Leyla Aliyeva’nın Kitabı Ukrayna’da Yayımlandı

   Genç, yetenekli Azerbaycan şairi Leyla Aliyeva’nın “Svit tane, yak son” (“Dünya Rüya Misali Eriyor”) kitabı Kiev’de yayımlandı.

   Büyük geleneğe sahip “Yaroslavov Val” yayınevinde yayımlanmış kitabın Ukrayna diline çeviren – ünlü Ukrayna şairi, mütercimi, akademisyen Lesya Mudrak, editörü –Taras Shevshenko Ulusal Ödüllü yazar Grigori Guseynov’dur.

     Kitabın tasarlamasında Leyla Aliyeva’nın çizdiği resimler kullanıldı.

 

 

 

 

                           Ön söz 

                                 Acıyı Söze Dönüştürme Yeteneği...

 

  Sevgili okur! Elinde tuttuğun bu kitap Azerbaycan’ın genç, yetenekli şairi, imzası bir tek Kafkasya okurlarına değil, Avrupa şiir bilicilerine bildik olan Leyla Aliyeva’nın Ukraynacaya çevrilmiş “Свiт тане, як сон” (“Dünya Rüya Misali Eriyor”) kitabıdır.

  Şairin yurtdışındaki ilk kitabı – 2016 yılında Minsk’te (Belarusça) yayımlanmış “Ліст” şiirler toplusudur. Aynı adlı kitabın 2018 yılında İngilizce Londra’da (“The World Dissolves like a Dream”) tanıtımı yapıldı.  

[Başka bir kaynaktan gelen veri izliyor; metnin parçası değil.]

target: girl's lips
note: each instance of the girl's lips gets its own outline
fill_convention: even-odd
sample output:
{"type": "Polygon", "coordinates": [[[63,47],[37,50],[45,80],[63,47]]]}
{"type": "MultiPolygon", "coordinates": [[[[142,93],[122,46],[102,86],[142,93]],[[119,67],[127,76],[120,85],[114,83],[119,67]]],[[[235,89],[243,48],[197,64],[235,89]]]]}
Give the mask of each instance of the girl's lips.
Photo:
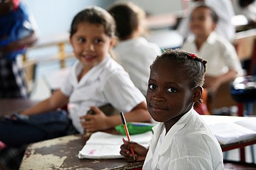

  Kuşkusuz ki Ukrayna okuru tarihi derin köklere dayalı bu Doğu ülkesinin eski ve ünlü şiir geleneğini bilmektedir. Azerbaycan erkek şiiri yanında, aynı şartlarla gelişmiş kadın şiir geleneği her zaman özel bir ilgi çekmiştir. Muazzam gazeller yazan klasik Azerbaycan şairi Mehseti Gencevi büyük Ömer Hayyam’ın çağdaşıydı. Azerbaycan’da eski dönemlerden beri “aşık sanatı” denilen edebiyat akımı vardı ki burada kadın şairler her zaman erkek şairlerle sanat yarışması yapmışlar. Burada konu aşk şiirleridir. Şöyle ki “aşık” sözü Ukraynaca “aşık”, “vurgun” anlamına gelmektedir. Azerbaycan’ın çok ünlü aşık-şairlerinden Ağabeyim Ağa Ağabacı, Hayran Hanım, Fatima Hanım Kemine’nin ve diğerlerinin adını verebiliriz. Azerbaycan’ın Doğu geleneğinin zarif örtüsüne sarılan kadın şiir mirasının eşsiz içtenliğini ve berraklığı hiç de rastlantı olamaz. Tabii zaman geçtikçe şiir tarzları da değişir, ama kadim dönemlerin sonsuz yaratıcılık özellikleri çağdaş edebi süreçte de özgülüğünü korumaktadır.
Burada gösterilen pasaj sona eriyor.